Solution – SI= $\mathbf{\frac{P * R * T}{100}}$
$=\frac{5000 *5 *5}{100}$
=Rs 1250.
1. Find the simple interest on Rs. 60,000 at 13/5 % p.a. for a period of 9 months?
Options:
A. 1170
B. 1710
C. 11700
D. 1017
Solution:
We know that, SI = $\mathbf{\frac{P * R * T}{100}}$
P = 60000
R = $\frac{13}{5}$
T = 9 months = $\frac{ 3}{4}_{th}$ year
SI =$\frac{60000 * 13 * 3}{5 * 4 * 100}$
SI = $\frac{117000}{100}$
SI = 1170
Correct option: A
2. What will be the ratio of simple interest earned on a certain amount at the same rate of interest for 6 years and that for 24 years?
Options:
A. 1:2
B. 3:5
C. 1:3
D. 1:4
Solution:
Required Ratio = Simple Interest for 6 years/Simple Interest for 24 years
=$\frac{T_{1}}{T_{2}}$
$=\frac{6}{24}$
$=\frac{1}{4}$
=1:4
Correct option: D
3.Find the simple interest on Rs.500 for 10 months at 5 paisa per month?
Options:
A. Rs. 2500
B. Rs. 250
C. Rs. 25
D. Rs. 25.5
Solution:
SI = $\mathbf{\frac{P * R * T}{100}}$
Downstream speed = 2x
SI = $\frac{500 * 5 * 10}{100}$
= Rs. 250
Correct option: B
1. Nisha borrowed some money at the rate of 5% p.a. for the first two years.
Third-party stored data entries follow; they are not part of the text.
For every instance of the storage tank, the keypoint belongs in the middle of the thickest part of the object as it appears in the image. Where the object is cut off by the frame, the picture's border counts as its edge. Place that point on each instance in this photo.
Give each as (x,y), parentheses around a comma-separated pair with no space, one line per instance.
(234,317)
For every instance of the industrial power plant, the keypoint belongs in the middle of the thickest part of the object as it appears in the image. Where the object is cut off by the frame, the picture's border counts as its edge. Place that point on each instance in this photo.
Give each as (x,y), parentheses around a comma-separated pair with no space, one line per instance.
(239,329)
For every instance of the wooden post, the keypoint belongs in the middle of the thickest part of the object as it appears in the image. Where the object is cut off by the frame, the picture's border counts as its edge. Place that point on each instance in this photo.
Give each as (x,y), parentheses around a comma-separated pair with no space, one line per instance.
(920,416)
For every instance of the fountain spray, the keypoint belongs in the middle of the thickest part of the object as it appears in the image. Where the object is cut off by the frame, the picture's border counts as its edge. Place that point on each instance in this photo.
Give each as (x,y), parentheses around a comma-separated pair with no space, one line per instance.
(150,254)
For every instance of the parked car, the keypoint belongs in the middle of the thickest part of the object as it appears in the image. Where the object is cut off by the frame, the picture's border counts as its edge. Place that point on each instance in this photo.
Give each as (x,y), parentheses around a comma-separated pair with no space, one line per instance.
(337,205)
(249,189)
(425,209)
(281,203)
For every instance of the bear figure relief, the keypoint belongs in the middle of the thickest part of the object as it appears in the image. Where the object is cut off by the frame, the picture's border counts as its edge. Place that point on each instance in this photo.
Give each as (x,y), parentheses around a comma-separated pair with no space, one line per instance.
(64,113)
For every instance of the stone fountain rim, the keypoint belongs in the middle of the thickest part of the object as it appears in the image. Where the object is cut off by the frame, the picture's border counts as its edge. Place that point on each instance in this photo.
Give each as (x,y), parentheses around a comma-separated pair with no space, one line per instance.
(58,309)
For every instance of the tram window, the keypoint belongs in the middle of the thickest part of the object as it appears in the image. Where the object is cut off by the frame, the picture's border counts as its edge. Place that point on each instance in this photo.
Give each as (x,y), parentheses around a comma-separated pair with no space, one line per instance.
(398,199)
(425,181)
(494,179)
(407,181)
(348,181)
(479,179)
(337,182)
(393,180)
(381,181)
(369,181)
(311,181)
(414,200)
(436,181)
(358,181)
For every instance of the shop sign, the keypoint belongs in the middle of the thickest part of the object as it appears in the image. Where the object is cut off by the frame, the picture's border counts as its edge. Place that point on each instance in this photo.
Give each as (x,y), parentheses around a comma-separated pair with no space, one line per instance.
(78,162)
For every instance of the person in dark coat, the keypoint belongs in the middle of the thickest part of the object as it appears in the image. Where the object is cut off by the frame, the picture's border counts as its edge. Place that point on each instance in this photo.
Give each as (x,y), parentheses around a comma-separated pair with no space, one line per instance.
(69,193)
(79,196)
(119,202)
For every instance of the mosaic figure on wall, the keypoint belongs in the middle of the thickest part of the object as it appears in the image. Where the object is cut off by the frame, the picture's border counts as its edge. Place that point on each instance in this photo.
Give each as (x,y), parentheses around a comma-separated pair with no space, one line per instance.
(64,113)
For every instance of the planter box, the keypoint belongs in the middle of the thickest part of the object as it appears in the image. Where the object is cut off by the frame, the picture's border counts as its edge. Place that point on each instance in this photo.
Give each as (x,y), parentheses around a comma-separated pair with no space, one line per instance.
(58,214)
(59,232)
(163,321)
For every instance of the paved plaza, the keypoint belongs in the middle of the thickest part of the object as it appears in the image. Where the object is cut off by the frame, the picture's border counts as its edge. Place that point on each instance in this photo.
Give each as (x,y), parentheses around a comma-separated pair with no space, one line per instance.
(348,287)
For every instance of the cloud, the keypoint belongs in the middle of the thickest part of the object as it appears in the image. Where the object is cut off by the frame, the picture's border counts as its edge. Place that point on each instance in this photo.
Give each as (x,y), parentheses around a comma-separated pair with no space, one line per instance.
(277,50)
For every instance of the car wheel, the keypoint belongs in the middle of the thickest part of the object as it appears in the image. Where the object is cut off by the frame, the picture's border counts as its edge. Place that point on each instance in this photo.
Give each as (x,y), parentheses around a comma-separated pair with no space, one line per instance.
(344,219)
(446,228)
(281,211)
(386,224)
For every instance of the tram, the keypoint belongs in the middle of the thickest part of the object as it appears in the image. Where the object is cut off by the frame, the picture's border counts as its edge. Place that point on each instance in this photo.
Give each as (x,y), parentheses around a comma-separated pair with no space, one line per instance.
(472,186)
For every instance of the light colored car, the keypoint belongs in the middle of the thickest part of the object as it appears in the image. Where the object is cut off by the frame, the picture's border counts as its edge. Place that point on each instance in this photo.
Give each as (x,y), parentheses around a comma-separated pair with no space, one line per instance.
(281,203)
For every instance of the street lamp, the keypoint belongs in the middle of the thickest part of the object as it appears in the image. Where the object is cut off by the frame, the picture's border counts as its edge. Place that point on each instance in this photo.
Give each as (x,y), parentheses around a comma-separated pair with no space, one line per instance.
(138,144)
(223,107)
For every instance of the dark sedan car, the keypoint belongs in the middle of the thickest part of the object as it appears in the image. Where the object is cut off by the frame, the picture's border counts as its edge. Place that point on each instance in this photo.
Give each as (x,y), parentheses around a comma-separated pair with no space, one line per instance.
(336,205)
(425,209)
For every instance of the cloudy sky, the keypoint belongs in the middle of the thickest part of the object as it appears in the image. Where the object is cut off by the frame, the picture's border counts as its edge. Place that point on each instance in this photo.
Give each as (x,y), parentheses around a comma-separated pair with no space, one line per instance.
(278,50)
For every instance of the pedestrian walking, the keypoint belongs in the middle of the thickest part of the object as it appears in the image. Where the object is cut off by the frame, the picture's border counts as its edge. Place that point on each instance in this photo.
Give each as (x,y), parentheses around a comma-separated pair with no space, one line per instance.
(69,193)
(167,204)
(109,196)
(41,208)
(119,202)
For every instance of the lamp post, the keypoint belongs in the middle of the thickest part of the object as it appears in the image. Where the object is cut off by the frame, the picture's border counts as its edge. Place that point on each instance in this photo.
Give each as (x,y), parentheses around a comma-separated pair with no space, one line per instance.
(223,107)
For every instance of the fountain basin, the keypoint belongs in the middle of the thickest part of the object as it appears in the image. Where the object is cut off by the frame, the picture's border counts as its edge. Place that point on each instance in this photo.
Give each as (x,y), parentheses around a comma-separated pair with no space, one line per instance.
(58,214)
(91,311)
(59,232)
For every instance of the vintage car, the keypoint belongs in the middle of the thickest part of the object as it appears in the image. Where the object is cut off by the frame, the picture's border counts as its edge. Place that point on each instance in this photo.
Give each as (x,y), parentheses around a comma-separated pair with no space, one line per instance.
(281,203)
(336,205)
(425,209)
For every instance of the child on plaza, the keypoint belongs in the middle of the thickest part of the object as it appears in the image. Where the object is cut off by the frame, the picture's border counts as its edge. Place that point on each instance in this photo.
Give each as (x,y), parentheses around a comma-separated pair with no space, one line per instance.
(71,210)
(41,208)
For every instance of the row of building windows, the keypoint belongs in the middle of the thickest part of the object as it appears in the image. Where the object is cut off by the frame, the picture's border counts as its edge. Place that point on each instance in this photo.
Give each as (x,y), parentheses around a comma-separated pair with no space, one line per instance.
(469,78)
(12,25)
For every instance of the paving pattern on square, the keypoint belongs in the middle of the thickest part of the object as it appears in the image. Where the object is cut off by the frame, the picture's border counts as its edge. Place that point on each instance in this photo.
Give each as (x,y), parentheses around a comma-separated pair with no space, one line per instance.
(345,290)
She again borrowed at the rate of 10% p.a. for the next three years. Later at the rate of 15% p.a. for the rest of the years. Total interest paid by her was Rs. 15000 at the end of 10 years. Calculate the amount of money she borrowed?
Options:
A. Rs. 15005
B. Rs. 20000
C. Rs. 15000
D. Rs. 10000
Solution:
According to the question,
r1 = 5% , T1 = 2 years
r2 = 10% , T2 = 3 years
r3 = 15% , T3 = 5 years
(since, beyond 5 years rate is 14%)
(since, beyond 5 years rate is 14%)
Simple interest = 15000
Therefore, P =$ \frac{15000 * 100}{5*2 +10*3 +15*4 }$
$=\frac{1500000}{10 + 30 + 60 }$
= $\frac{1500000}{100}$
= Rs. 15000
Correct option: C
2. Rahul invests some amount of money in three different schemes for 5 years, 10 years and 15 years at 10%, 12% and 15% Simple Interest respectively. At the completion of each scheme, he gets the same interest. Find out the ratio of his investment?
Options:
A. 3: 9: 15
B. 10: 24: 45
C. 10: 24: 40
D. 9: 24: 45
Solution:
If a certain sum of money is lent out in n parts in such a manner that equal sum of money is obtained at simple interest on each part where interest rates are 10 %, 12 %,15% respectively and time periods are 5 years , 10 years , 15 years respectively.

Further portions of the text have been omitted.